Question

The product of two consecutive natural number is always
(A) An even number
(B) An odd number
(C) A prime number
(D) Divisible by 3

Answer 1

Hint: Two consecutive natural numbers are $n$ and $\left( {n + 1} \right)$. The product of two consecutive natural numbers is $n\left( {n + 1} \right)$. This product is an even number if it has $2$ as one of the factors otherwise it is an odd number. If the product is divisible by one $1$ and number itself then it is a prime number. If either of two consecutive numbers $n$ or $\left( {n + 1} \right)$ is divisible by $3$ then the product must be divisible by $3$.

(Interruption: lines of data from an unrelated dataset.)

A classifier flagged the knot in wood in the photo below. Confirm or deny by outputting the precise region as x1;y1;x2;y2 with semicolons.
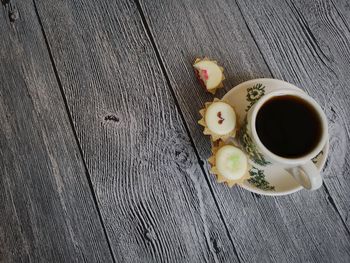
144;228;155;242
175;147;189;161
174;145;192;169
1;0;10;5
212;238;222;253
9;8;19;22
169;135;193;169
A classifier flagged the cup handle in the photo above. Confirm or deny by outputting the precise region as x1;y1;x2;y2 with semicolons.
290;161;323;190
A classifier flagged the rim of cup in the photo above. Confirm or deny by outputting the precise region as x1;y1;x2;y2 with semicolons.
250;89;329;165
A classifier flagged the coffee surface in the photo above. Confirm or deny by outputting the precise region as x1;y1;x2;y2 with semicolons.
255;95;322;158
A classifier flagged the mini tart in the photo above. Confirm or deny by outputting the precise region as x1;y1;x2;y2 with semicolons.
208;141;250;187
193;58;225;94
198;98;237;141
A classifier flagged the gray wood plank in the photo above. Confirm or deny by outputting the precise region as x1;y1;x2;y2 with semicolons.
0;1;113;262
333;0;350;27
33;0;242;262
323;0;350;226
235;0;350;231
137;0;350;262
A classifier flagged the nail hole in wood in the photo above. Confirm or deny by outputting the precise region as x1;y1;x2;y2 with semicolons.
104;115;119;122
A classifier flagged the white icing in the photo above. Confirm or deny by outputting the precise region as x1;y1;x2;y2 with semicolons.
205;102;236;135
193;60;222;90
216;145;248;180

Complete step-by-step solution:
Given, the two consecutive natural numbers are $n$ and $\left( {n + 1} \right)$.
Now, the product of two consecutive natural numbers is $n \times \left( {n + 1} \right) = n\left( {n + 1} \right)$.
There are two possible cases:
 Case 1: if a natural number $n$ is an even number.
Since $n$ is an even number, it can be written as $2m$ because every even number is divisible by $2$.
So, the product of two consecutive natural numbers is $2m\left( {2m + 1} \right)$.
Now, it is clearly visible that the product has $2$ as one of the factors. So, the product is an even number.
Case 2: if a natural number $n$ is an odd number.
Since $n$ is an odd number, it can be written as $2m + 1$ because every odd number is $1$ more than its previous even number.
So, the product of two consecutive natural number is $\left( {2m + 1} \right)\left( {2m + 1 + 1} \right) = \left( {2m + 1} \right)\left( {2m + 2} \right)$.
Now, taking $2$ as common. we get $\left( {2m + 1} \right)2\left( {m + 1} \right)$
Now, it is clearly visible that the product has $2$ as one of the factors. So, the product is an even number.
Thus, the product of two consecutive natural numbers is always an even number.

Hence, option (A) is correct.

Note: The product and sum of two even numbers is always an even number whereas the product of two odd numbers is always an odd number but the sum of two odd numbers is always an even number.